Lithium orthosilicate (LOS) is a highly effective, reversible sorbent for CO₂ capture at high temperatures (600-650°C), with a theoretical working capacity of 36.7%. Suggested applications are reforming operations to produce hydrogen, water-gas shift operations, blast-furnace gas upgrading, and IGCC energy production. The material undergoes the following reaction during CO₂ sorption:

Li_4­SiO₄ (s) + CO₂ (g) ↔ Li₂CO₃ (s) + Li₂SiO₃ (s) (1)

Bulk LOS phases form a shell of lithium carbonate and lithium metasilicate, which the CO₂ needs to diffuse through for further sorption with the unreacted core. This has generally been modelled with a double-exponential curve fit, but we have designed a model based on physical properties of the materials. In our lab, we prepared a nanostructured LOS composite material synthesized with a surfactant that shows rapid uptake kinetics and cyclic stability up to 80 cycles. We hypothesize the surfactant results in grain boundaries that facilitate diffusion of reacting species.

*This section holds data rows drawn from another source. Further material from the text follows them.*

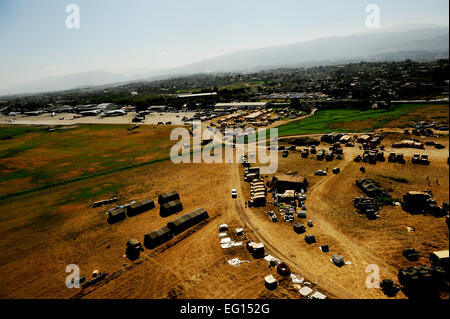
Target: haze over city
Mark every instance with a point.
(138, 39)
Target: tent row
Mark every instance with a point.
(180, 224)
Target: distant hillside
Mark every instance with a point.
(427, 43)
(406, 44)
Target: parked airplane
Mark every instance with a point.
(90, 113)
(115, 113)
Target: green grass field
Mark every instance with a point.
(348, 120)
(36, 159)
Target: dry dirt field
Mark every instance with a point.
(359, 240)
(45, 230)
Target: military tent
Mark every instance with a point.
(171, 208)
(168, 197)
(157, 237)
(140, 207)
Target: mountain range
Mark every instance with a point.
(426, 43)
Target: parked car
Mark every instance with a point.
(321, 173)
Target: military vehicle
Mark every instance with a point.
(422, 203)
(366, 206)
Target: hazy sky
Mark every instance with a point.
(140, 35)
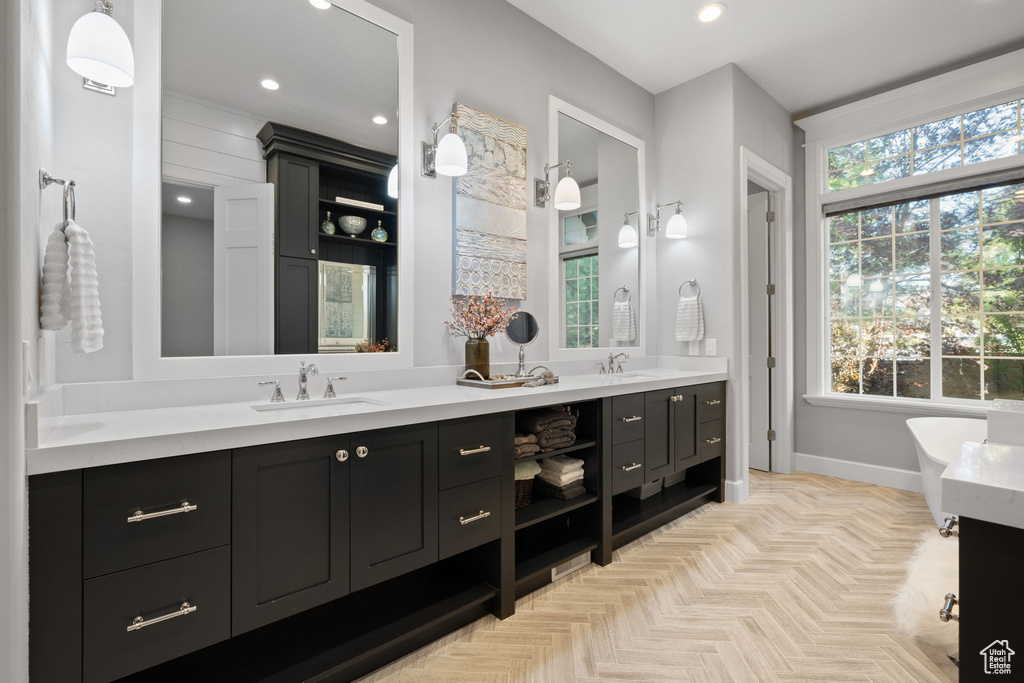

Our goals are to reduce production costs as well as synthesis duration. It would also be ideal to slightly reduce the optimal temperature for carbon capture in the material for use in reactions with a water gas shift, to allow for an increase in H₂ production. Studies indicate that the inclusion of alkali dopants can lower the temperature for carbon capture in the material, making it more suited for inclusion in water gas shift processes. Other studies indicate that mesoporous silica sources such as SBA-15 and KIT-6 can be converted into LOS. This is typically done by a solid-state conversion of silica with a lithium salt such as lithium nitrate. We hypothesize that through pyrolysis rather than calcination, the carbon-carbon bonds can be preserved in the silica sources which will lead to measurable porosity in the LOS product. This would therefore increase the diffusivity of CO₂ in the material, as well as provide a cheaper and faster production method.